An old farmer, one of the team members, was sitting in the back of the room. It was a large hall with more than 100 people in it. Others were chiming in with their testimonials and elaborations. The farmer remained quiet. I recall his straw hat, the occasional glint in his eye, and the hint of a smile on his weathered face. On an impulse, I turned to the farmer and I said: “You have been very quiet. We would love to get your perspective on the past 100 days”.
The hall was dead silent while the farmer gathered his thoughts: “I have been a farmer for the past 40 years. And my father was a farmer before me.
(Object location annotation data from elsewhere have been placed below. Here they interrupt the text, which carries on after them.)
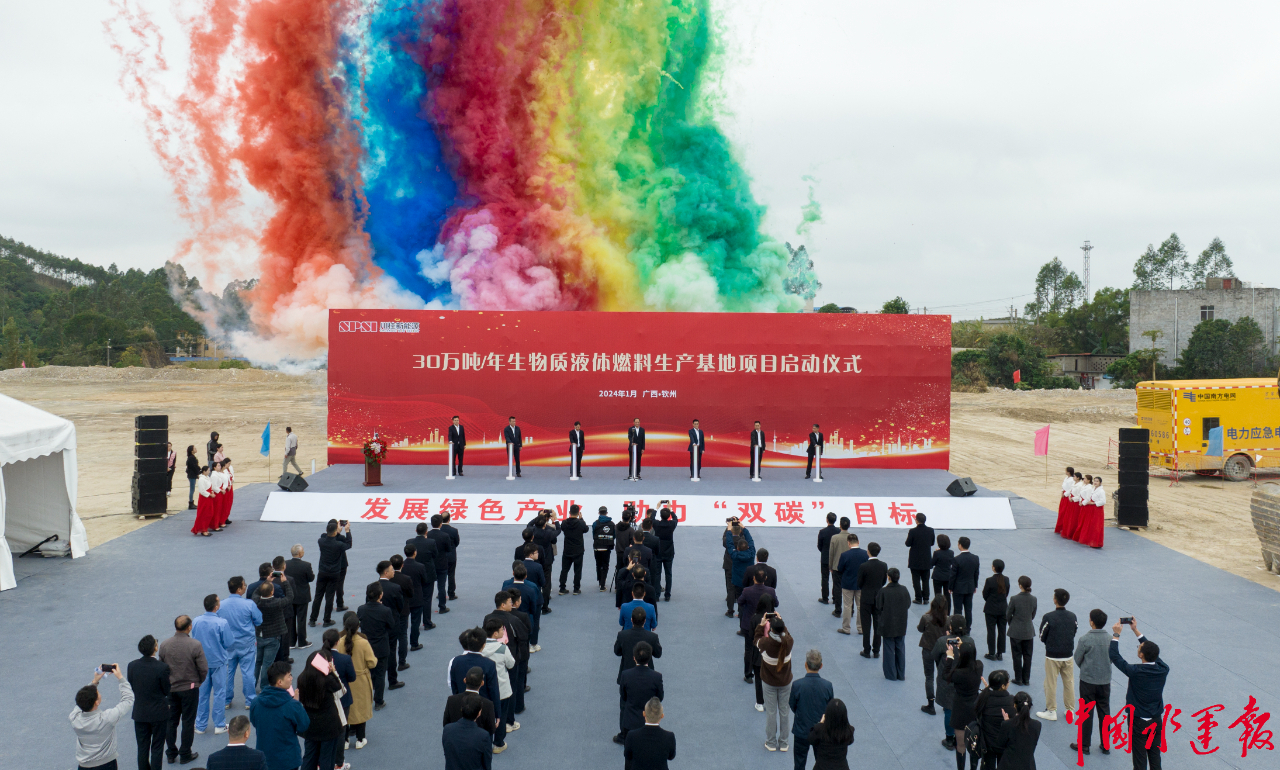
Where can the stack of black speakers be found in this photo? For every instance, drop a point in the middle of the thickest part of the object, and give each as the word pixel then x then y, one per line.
pixel 150 472
pixel 1130 493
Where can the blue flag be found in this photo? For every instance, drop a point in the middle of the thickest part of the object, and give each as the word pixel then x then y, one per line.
pixel 1215 443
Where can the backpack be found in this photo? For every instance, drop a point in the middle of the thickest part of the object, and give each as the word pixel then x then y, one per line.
pixel 603 535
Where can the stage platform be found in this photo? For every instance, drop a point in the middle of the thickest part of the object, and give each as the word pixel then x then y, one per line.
pixel 1216 632
pixel 872 498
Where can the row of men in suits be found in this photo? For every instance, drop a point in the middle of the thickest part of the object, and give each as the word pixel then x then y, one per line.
pixel 513 440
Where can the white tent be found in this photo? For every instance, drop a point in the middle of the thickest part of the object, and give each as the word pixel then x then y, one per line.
pixel 37 484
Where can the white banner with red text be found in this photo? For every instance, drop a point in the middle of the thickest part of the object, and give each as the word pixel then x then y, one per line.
pixel 698 510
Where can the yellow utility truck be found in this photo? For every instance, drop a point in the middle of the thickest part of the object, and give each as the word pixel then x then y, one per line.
pixel 1180 413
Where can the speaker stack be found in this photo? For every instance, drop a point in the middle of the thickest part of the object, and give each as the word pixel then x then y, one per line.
pixel 150 471
pixel 1130 495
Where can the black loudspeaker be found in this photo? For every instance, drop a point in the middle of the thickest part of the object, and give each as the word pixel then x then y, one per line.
pixel 1133 479
pixel 150 503
pixel 1133 463
pixel 151 422
pixel 155 464
pixel 151 436
pixel 292 482
pixel 150 450
pixel 1136 434
pixel 961 487
pixel 1132 495
pixel 1132 516
pixel 150 482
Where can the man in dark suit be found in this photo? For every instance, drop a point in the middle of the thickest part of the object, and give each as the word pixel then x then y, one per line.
pixel 872 577
pixel 420 600
pixel 453 553
pixel 300 574
pixel 757 449
pixel 629 637
pixel 576 447
pixel 515 440
pixel 458 441
pixel 237 755
pixel 333 551
pixel 696 447
pixel 664 528
pixel 816 447
pixel 824 555
pixel 466 745
pixel 919 558
pixel 474 681
pixel 766 574
pixel 472 642
pixel 575 549
pixel 635 444
pixel 149 678
pixel 443 550
pixel 964 581
pixel 393 599
pixel 407 592
pixel 635 687
pixel 531 600
pixel 379 627
pixel 425 553
pixel 649 747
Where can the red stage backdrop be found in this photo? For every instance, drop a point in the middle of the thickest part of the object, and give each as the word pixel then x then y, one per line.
pixel 877 384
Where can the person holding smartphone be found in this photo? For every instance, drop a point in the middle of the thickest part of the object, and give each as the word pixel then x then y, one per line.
pixel 94 728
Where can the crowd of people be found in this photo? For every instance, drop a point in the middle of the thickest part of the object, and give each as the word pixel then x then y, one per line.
pixel 1082 509
pixel 312 715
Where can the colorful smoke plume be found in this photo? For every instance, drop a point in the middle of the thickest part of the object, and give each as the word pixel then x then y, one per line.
pixel 467 154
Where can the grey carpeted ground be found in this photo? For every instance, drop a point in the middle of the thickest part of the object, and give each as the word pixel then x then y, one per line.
pixel 1217 632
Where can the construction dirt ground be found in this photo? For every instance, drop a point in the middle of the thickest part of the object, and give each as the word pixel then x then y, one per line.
pixel 991 441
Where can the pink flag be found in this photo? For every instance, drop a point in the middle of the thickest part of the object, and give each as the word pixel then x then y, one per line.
pixel 1042 441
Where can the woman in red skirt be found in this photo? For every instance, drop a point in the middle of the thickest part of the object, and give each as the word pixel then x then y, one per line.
pixel 218 476
pixel 204 505
pixel 231 490
pixel 1093 525
pixel 1065 500
pixel 1073 507
pixel 1086 498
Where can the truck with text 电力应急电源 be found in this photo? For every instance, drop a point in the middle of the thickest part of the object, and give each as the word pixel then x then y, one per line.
pixel 1182 413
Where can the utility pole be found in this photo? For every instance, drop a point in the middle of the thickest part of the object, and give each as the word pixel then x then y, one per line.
pixel 1086 248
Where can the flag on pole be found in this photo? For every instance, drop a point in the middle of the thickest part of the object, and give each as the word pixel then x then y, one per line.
pixel 1042 441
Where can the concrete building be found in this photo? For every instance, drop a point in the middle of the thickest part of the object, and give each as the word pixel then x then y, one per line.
pixel 1176 312
pixel 1086 369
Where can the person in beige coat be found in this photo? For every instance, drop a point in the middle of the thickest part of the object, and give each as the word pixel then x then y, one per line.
pixel 362 658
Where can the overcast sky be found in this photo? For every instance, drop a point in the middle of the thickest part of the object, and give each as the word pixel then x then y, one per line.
pixel 956 146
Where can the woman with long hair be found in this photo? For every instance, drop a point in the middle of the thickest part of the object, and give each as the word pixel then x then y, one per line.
pixel 832 737
pixel 1064 503
pixel 192 475
pixel 1018 737
pixel 932 626
pixel 995 594
pixel 995 705
pixel 347 673
pixel 762 608
pixel 319 692
pixel 963 669
pixel 205 509
pixel 362 660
Over the years, many from the Government and all kinds of other agencies came to give us advice and to tell us what we needed to do to improve our productivity. This was the first time someone asked ME what I wanted to do!”
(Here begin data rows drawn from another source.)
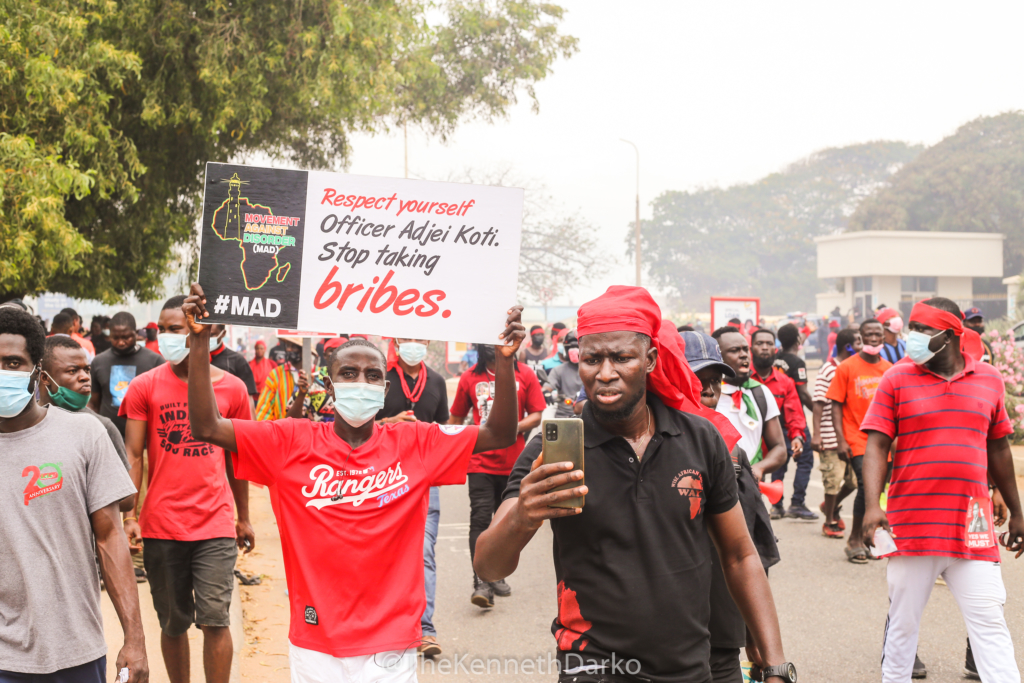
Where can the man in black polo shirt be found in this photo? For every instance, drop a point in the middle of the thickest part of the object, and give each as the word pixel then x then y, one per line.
pixel 418 393
pixel 633 564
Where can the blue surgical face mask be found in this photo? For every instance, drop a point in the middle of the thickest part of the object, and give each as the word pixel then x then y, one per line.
pixel 413 352
pixel 172 346
pixel 14 394
pixel 916 347
pixel 357 402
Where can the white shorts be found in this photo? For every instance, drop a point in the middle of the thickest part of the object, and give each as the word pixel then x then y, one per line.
pixel 312 667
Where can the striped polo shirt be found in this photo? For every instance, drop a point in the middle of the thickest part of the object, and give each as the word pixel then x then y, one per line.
pixel 941 459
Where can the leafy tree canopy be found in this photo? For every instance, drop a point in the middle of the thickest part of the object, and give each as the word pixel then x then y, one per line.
pixel 972 181
pixel 758 239
pixel 111 109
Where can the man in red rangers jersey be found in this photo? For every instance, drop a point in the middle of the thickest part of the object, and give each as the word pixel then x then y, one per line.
pixel 351 500
pixel 947 411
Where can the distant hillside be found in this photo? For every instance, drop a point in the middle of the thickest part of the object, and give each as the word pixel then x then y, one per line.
pixel 758 239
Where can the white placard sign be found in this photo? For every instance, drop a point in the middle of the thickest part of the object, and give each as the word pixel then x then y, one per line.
pixel 313 250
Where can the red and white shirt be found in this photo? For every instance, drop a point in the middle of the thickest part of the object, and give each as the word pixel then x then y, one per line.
pixel 476 392
pixel 188 497
pixel 941 459
pixel 351 524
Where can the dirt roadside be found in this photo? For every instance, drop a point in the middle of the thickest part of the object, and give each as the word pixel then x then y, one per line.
pixel 263 656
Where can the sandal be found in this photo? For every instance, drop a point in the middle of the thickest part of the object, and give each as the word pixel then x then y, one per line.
pixel 856 555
I carry this moment with me in all 100-Day Challenge work. It is a reminder of the power that can be unleashed when those closest to problems feel the agency to solve them.
The hardest – and the most gratifying – part of 100-Day Challenge work is to create the conditions that enable people closest to the problem to genuinely feel this agency. To feel trusted. To feel seen. To feel respected.
Many of us feel disenfranchised in our work. We get used to being told what to do. Finding our voice is liberating. And 100-Day Challenge work, in large part, is about helping each person involved find their voice. This is why people involved go the extra mile without additional incentives. This is why some team members cry when the 100-Day Challenges end. This is why when Makhamuni, the team member from Sol Plaatje said this work is about love, it was not shocking to anyone who was involved.
As we move into the next phase of this work, we need to keep this principle in mind. And we need to design this – and a few other principles – into the way we organise 100-Day Challenges. This will ensure that these projects do not become an empty shell that has the form of 100-Day Challenges, but not the soul.
When these initial GBVF NSP 100-Day Challenges safely land after their journeys of exploration and impact, we will be creating strategies for scaling this work. This will include different types of 100-Day Challenges, peer learning laboratories, policy forums, and a host of other elements of a national campaign that mobilises the local teams in every district and municipality of South Africa.
There will be training workshops and learning platforms for 100-Day Challenge Ambassadors. For local leaders, for 100-Day Challenge team members. Some for people trying their hand at 100-Day Challenges for the first time. Some for veterans of the 100-Day Challenge experience.
As we do all of this, let us keep in mind the story of the Nicaraguan farmer sitting in the back of the room. It’ll help us protect the soul of the 100-Day Challenge work by preserving its integrity.